Barker had regular one man exhibitions throughout the 1960s and 1970s at: The David Paul Gallery, Chichester, Sussex; Reid Gallery, Guildford, Surrey and Century Galleries, Henley on Thames.

==Major group exhibitions==
- 1948 The Crypt Gallery, St Ives, Cornwall
- 1948 Downings Bookshop, St Ives, Cornwall
- 1948 St George's Gallery, London
- 1949 Durlacher Gallery, New York, NY
- 1951 Whitney Museum of Art, New York, NY
- 1951 Philadelphia Art Alliance, PA
- 1952 Art Institute of Chicago, IL (Drawings from 12 countries)
- 1954 Institute of Contemporary Arts, London (Eight Painters)
- 1957 John Moores Exhibition, Liverpool
- 1959 Contemporary Art Society, London (Recent Acquisitions)

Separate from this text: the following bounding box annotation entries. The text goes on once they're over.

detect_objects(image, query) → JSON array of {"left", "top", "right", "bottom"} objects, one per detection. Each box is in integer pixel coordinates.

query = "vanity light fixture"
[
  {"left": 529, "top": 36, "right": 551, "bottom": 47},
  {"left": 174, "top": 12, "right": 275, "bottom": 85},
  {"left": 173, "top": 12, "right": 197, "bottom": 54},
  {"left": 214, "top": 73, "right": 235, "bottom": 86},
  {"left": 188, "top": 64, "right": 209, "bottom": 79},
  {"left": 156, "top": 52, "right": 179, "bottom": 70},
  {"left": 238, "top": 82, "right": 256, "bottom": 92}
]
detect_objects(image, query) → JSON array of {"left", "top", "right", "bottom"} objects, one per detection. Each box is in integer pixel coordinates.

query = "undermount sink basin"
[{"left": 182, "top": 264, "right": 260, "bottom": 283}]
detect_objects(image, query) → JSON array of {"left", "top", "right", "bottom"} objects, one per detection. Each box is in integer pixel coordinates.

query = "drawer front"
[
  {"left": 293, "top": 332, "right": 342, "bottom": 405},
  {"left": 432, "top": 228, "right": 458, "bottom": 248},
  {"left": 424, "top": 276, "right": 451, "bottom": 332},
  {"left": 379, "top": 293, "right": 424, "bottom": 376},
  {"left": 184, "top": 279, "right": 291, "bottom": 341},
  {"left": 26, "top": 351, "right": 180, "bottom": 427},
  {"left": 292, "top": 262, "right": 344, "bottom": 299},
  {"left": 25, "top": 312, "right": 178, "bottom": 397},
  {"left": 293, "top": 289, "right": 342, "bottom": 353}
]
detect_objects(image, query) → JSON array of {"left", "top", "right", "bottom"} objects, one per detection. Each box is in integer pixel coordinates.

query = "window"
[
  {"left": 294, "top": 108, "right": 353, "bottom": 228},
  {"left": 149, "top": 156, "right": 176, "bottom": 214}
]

- 1960 Irish Exhibition of Living Art
- 1960 Birmingham City Art Gallery (Contemporary British Painters)
- 1960 International Gallery, Chicago, IL
- 1961 Memorial Art Gallery, Rochester, NY (Two Painters)
- 1962 Festival of Arts, Battle, Sussex
- 1967 Worthing Municipal Art Gallery, Sussex (Two Painters)

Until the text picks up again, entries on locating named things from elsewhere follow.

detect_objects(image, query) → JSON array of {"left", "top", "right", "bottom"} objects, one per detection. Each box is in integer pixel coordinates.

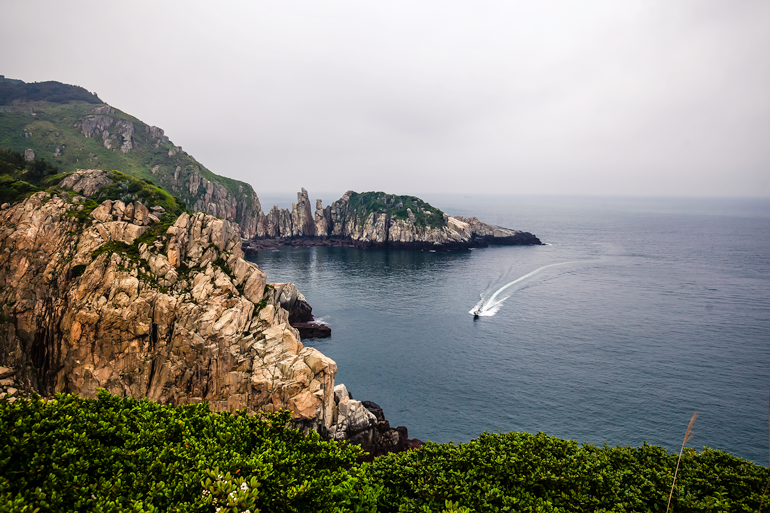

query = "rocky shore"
[
  {"left": 0, "top": 170, "right": 418, "bottom": 455},
  {"left": 243, "top": 188, "right": 542, "bottom": 254}
]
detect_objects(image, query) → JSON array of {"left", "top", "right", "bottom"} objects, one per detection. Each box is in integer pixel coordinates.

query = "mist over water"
[{"left": 254, "top": 195, "right": 770, "bottom": 465}]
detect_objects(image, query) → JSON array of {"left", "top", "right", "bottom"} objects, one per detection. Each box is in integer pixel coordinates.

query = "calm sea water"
[{"left": 254, "top": 195, "right": 770, "bottom": 465}]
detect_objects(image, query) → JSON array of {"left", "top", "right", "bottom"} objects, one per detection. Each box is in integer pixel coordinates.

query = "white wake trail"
[{"left": 468, "top": 262, "right": 575, "bottom": 317}]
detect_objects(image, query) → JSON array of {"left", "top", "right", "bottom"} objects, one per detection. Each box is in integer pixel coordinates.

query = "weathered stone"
[
  {"left": 59, "top": 169, "right": 112, "bottom": 198},
  {"left": 0, "top": 172, "right": 337, "bottom": 431}
]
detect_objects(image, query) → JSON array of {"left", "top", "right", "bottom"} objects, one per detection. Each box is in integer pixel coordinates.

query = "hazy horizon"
[{"left": 0, "top": 0, "right": 770, "bottom": 198}]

- 1969 Camden Arts Centre, London (English Traditional Landscape)
- 1973 Paintings in Hospitals, London
- 1974 Festival of the City of London, London
- 1976 Madden Gallery, London
- 1981 New Arts Centre, London
- 1985 Parkin Gallery, London (Cornwall 1925 -1975)
- 1987 Questra Gallery, Kingston upon Thames, SU
- 1990 Birch and Conran Gallery, London

==Other reproduced works include==

- Frost and Reed [Venture] prints, 'Marsh Grasses & Inner Harbour, Concarneau 1964.
- Winter At Gurnard's Head, poem poster with David Wright MidNAG 1979.
- Curlew, poem poster with Leslie Norris Armstrong poem poster 1969.
- North Haven, poem poster with Elizabeth Bishop Lord John Press 1979.